Ça me frappe, et c’est possiblement évident, mais ces philosophies, celle d’un néo-libéralisme à l’heure de l’austérité et celle d’un environnementalisme à l’heure du non-retour, ce sont deux appels au ralentissement.

Nos élites politiques, un peu partout en Occident et ailleurs, nous avertissent de la lenteur à venir. Nous sommes incités à accepter les ralentissements qui nous sont imposés. Moins de services sociaux, moins de régulations, moins d’accessibilités à des programmes visant à aider la société. La société, nous disent-ils, ne peut pas aider la société. Elle doit aider le gouvernement et l’entreprise. Elle doit aider au redressement. Les sacrifices de ces élites sont difficiles à saisir, puisque leurs salaires augmentent, et les profits de certaines banques et autres institutions financières sont tout simplement faramineux.

Je m’excuse pour le lieu commun. Je sais que tout le monde sait ça.

Mais du coté de l’environnemntalisme, ou de l’écologie responsable, ou de la pure logique de survie considérant la situation catastrophique dans laquelle on se retrouve, on prêche également à la lenteur. On nous demande de consommer moins d’essence (bien qu’on ait de la misère à se l’offrir), de moins gaspiller de resources naturelles, de freiner notre dépendance à des pays en développement pour avoir accès à leurs matières premières pour façonner nos gadgets. Nous n’avons jamais eu de période aussi faste en termes de développements technologiques et d’accélérations des progrès techniques, mais il faudrait arrêter. Il faudrait, par exemple, ne pas acheter la nouvelle montre Apple. Il ne faudrait pas s’offrir ces caprices qui nous donnent l’impression d’avoir un léger pouvoir économique sur nos vies tandis que l’argent s’envole au gré des loyers et des factures. On devrait se priver, volontairement? Manger moins de délicieuse viande, source incroyable de pollution et autres méfaits massifs?

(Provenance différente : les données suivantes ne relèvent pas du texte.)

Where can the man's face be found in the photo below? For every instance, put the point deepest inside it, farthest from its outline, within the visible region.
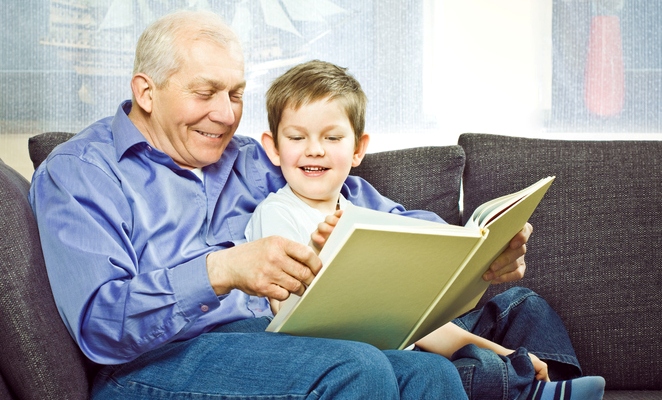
(196, 113)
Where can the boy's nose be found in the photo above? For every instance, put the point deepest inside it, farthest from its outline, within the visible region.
(314, 148)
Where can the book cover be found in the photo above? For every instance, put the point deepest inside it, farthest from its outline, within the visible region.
(388, 280)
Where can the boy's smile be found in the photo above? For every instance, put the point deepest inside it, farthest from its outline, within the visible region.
(316, 150)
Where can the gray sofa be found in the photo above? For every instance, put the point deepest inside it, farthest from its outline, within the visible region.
(595, 254)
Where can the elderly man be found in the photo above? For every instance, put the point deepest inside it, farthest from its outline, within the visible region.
(142, 217)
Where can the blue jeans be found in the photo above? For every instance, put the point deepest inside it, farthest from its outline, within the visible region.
(241, 361)
(521, 320)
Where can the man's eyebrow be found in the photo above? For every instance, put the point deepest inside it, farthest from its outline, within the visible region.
(215, 84)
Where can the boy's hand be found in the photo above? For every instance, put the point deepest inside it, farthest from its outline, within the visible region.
(324, 229)
(275, 305)
(540, 367)
(510, 265)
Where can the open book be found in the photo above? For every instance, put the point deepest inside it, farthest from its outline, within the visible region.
(389, 280)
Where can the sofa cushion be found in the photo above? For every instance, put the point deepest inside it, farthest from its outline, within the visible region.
(397, 175)
(38, 358)
(41, 145)
(595, 254)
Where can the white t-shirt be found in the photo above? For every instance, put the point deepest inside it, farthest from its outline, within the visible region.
(284, 214)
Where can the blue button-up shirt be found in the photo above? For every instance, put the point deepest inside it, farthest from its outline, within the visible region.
(125, 234)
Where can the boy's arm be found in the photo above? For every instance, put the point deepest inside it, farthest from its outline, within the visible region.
(324, 229)
(450, 338)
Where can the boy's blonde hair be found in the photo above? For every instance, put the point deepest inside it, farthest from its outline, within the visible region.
(316, 80)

Bref, le discours progressiste, ou écologiste, propose lui aussi une certaine austérité. Mais une austérité qui n’est pas coercitive. Le seul argument de vente de ce régime de minceur, c’est les conséquences néfastes prévisibles et de plus en plus imminentes. Difficile à vendre. Tandis que l’austérité, elle, elle ne se vend pas, elle s’impose.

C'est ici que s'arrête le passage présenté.